Diana Shaw, executive director of Lanai Community Health Center, says the center has a relationship with Lanai Community Hospital for x-ray, blood draw, emergency room and inpatient services. In addition, the center works with the hospital’s leadership on community education, and each facility tries to not duplicate the other’s services. There can be tension if a health center and nearby rural hospital have duplicate services, such as for primary care.

“In communities where hospitals have started primary care services, the safety net tends to actually get weaker as the organizations compete for patients, staff and other resources,” Shaw says. “This situation can be avoided, of course, with due diligence and careful investigation to ensure that additional primary care services are indeed needed in that particular area, and that a head-to-head competitive situation is not created.”

At the two Kauai critical access hospitals and at Kau Hospital and Rural Clinic, employees wear multiple hats and switch between affiliated clinics and hospitals in their regions. “Those kinds of things have been forced by some of the economics of our industry for us to look for new opportunities to contain costs,” says Dan Brinkman, CEO of HHSC’s East Hawaii region, which includes two critical access hospitals, Hale Hoola Hamakua and Kau Hospital and Rural Clinic.

In addition, Kau Hospital and Hale Ho‘ola Hamakua are supported by Hilo Medical Center for things like purchasing, training and other professional services. “Everybody is interested in working together, especially in the rural areas,” says Kohala Hospital’s Amar.

The nine critical access hospitals also meet every quarter as part of Hawaii’s Medicare Rural Hospital Flexibility Program to discuss best practices for finances and operations, adds coordinator R. Scott Daniels.

Here’s what a few hospitals have already done to save themselves

There’s another solution: working with a private partner.

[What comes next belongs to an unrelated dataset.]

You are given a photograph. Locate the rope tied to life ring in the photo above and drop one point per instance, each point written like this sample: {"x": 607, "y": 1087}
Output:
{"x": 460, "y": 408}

Molokai General Hospital, North Hawaii Community Hospital and Wilcox Medical Center have benefited from joining large, private systems. Molokai General Hospital encountered financial difficulties in the mid-1980s, when federal reimbursements were harder to get and hospital requirements were tightened, says Janice Kalanihuia, the hospital’s president. On Hawaii Island, North Hawaii Community Hospital didn’t have the volume to operate alone, says president Cindy Kamikawa. Today, Queen’s supports the two hospitals by providing access to its HR, contracting and legal teams, and sharing staff and services across campuses. Wilcox joined Hawaii Pacific Health in 2001, and like the other two hospitals, it also benefits from the resources and expertise of the system and its sister facilities.

In 2009, Stroudwater Associates found the state hospital system was in a “financially perilous condition.” The consulting firm recommended three changes: achieve operational efficiencies, assess efficiencies of scale within the system model and convert to a private nonprofit corporation. Becoming private could have saved the system up to $80 million a year, mostly because its employees would no longer be state employees. According to Rosen, it’s up to each HHSC region whether to privatize.

For the three former HHSC hospitals on Maui, a private partner was needed because the Maui region did not have the size and money to invest in better services and generate more profits under HHSC, Lo says.

HHSC’s West Hawaii region has had conversations with potential partners, and Jay Kreuzer, the region’s CEO, says the region is interested in doing something similar to what the Maui region did.

“Privatization is needed to provide the services in this community that we need. … There’s still almost 40 percent of the population on this island that goes to Oahu or Maui for their health care, and … a lot of those patients could be cared for here if we had the facilities and the physicians that could provide that care,” he says. “Our goal is to grow our services here. We need a partner to do that.”